# NOT legal in all waters - Sunken Brush Piles



## Sr.Jigger (Feb 17, 2005)

I see guy's have different ideas about his. That's good. Here's mine. When the ODRN (or like) sink piles of pine trees or huge stacks of ceder poles tied in wire (what ever) it's a fish attractor or spawn retreat. I've had guy's from the fish and game tell me they wish they could go around a lake and chain saw down leaning tree's to create more structure and provide better spawn survivability. The original lake structure is rotted and gone. They would do this much more if better funded.

My effort is with the same idea in mind. It's not junk or garbage I wouldn't put out for the trash man,, It's not BIO hazard or poison chemical. I give the same thought to what it is, how long it will last and where it's placed for the benefit of anyone and all. 

Edited - Deleted thread.
I'm getting ready to get out and sink me a honey hole pile of brush to fish Crappie on this spring. Can't say where now (not legal in all watershed's) but I'll have a spot to try for some slab's come two months from now. This year I have a big pile of old yard furniture to ball up and sink. Still trying to come up with the right spot. Can't be where the bass fisherman plug the bank line and snag on it and can't be where trolling guy's rip it apart."


----------



## Lowell H Turner (Feb 22, 2011)

The 1 advantage to posting the GPS positions is people can CHOOSE to avoid them; unfortunately generally the opposite occurs and people are PISSED OFF they lost lures/ rigs in cover they DELIBERATELY chose to fish on/ near...go figure!


----------



## Dragline (Nov 26, 2007)

I checked out some of the sinking fish attractors in Bass Pro and Cabelas.
There not cheep at all.
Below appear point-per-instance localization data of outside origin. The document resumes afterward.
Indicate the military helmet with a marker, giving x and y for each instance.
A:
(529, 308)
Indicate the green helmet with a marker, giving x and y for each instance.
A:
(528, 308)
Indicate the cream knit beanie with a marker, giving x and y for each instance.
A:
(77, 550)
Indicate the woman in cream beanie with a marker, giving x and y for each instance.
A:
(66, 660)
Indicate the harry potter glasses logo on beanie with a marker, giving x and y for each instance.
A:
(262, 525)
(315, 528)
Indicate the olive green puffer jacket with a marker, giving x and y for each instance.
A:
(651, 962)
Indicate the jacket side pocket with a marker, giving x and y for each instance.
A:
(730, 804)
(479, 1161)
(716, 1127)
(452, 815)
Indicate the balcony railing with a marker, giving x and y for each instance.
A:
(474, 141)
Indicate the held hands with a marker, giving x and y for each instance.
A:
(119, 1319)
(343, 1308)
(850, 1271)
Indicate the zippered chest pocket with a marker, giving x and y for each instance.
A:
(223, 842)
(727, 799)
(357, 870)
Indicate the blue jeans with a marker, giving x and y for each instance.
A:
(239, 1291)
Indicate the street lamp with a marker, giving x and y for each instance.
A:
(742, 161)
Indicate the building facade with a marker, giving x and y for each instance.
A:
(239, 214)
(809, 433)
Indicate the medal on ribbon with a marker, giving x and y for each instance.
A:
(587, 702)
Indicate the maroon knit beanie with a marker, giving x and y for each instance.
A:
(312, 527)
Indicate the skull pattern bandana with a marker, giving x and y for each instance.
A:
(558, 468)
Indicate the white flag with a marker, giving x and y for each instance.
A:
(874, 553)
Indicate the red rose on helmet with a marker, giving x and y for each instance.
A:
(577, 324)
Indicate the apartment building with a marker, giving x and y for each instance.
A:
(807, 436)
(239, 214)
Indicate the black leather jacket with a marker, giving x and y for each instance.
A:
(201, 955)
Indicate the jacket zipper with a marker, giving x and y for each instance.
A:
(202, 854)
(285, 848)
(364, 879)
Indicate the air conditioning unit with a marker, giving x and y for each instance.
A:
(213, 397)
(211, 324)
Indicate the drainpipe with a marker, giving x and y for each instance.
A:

For the price, there's not much structure to it unless you buy about 3 set's. Then add shipping. ? I don't think they sell a bunch.


----------



## Matt Hougan (Aug 19, 2008)

Most of the state lakes will have piles of brush left over from duck blinds......A few heavy duty zip ties, some cynder blocks........Crappie pile!


----------



## Lowell H Turner (Feb 22, 2011)

Something about the natural cover that is both a "plus' as well as a "minus"; being organic they become "slow release food capsules"; ie, as they decay/ are consumed they have a MUCH wider and richer biodiversity far in excess of PVC and thus attract the various life forms that create mini food chains upon themselves, allowing them to affect upto 5X their volume...


----------



## Bad Bub (Jan 17, 2006)

Willow branches are your best bet. They're light, have lots of small twig like branches and are very favorable to fish. The limbs are very flexible and allow you to pull hung lures out with a steady pull that doesn't just break the limb off.

Downside is they will completely decay in about 3 years. In a public body of water that can be for the better. Allows you to place new ones every couple of years as people start figuring out where your old ones are.
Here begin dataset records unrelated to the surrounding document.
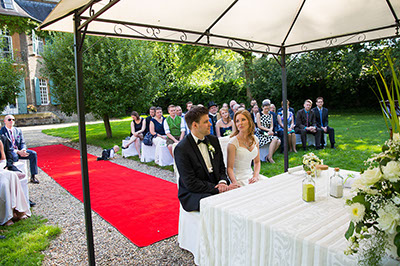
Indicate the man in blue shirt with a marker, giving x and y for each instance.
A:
(306, 124)
(321, 116)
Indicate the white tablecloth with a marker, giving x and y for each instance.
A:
(268, 223)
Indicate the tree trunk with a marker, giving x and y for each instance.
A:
(248, 62)
(106, 120)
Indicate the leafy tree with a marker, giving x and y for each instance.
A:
(119, 75)
(11, 75)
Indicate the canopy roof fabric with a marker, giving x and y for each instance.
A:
(263, 26)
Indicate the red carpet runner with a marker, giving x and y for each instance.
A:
(143, 208)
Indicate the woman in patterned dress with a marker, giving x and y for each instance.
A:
(265, 131)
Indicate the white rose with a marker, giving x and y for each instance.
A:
(358, 184)
(388, 218)
(371, 176)
(357, 211)
(396, 200)
(396, 136)
(391, 171)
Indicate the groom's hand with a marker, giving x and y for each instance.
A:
(233, 186)
(222, 187)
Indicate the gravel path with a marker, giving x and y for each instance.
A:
(111, 247)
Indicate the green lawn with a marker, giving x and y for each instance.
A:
(25, 240)
(357, 137)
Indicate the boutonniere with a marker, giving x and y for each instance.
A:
(211, 150)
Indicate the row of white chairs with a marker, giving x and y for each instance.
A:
(157, 152)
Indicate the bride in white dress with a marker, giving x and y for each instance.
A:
(243, 148)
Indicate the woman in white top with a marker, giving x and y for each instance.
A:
(242, 150)
(224, 126)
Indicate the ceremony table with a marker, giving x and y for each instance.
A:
(268, 223)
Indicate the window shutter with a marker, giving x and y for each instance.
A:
(34, 41)
(21, 99)
(53, 98)
(37, 92)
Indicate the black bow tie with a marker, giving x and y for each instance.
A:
(202, 141)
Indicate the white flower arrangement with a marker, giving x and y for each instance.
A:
(375, 207)
(310, 161)
(211, 150)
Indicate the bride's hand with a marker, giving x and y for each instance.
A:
(253, 179)
(233, 186)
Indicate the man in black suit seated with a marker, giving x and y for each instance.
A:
(199, 161)
(306, 124)
(321, 116)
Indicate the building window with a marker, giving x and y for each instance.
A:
(44, 93)
(7, 4)
(37, 44)
(6, 44)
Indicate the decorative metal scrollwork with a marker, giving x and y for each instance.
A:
(331, 42)
(183, 37)
(362, 37)
(91, 11)
(153, 32)
(118, 29)
(249, 45)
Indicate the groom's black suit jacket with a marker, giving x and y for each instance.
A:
(195, 182)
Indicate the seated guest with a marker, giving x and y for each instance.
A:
(254, 111)
(173, 128)
(212, 114)
(224, 125)
(13, 205)
(157, 127)
(321, 116)
(306, 124)
(200, 162)
(239, 167)
(18, 147)
(179, 111)
(138, 126)
(265, 132)
(272, 108)
(108, 154)
(152, 113)
(252, 103)
(290, 125)
(189, 105)
(231, 104)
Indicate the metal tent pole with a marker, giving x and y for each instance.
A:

I will caution that as you know, it's not legal everywhere. But we have found that the odnr is pretty good about letting you plant them in most places. All they've ever asked of us was a general area of the location (which was never published), and we had to fill out a form and actually get a permit once. A simple phone call will save a lot of possible headaches down the road.

posted using Outdoor Hub Campfire


----------



## Lowell H Turner (Feb 22, 2011)

Agreed Bad Bub. Both COE and ODNR has been VERY helpful to "The Friends of CJ Brown Reservoir" and as a result we "splashed" 875+ of the 700 they permitted. The results have been GOOD to understate it...


----------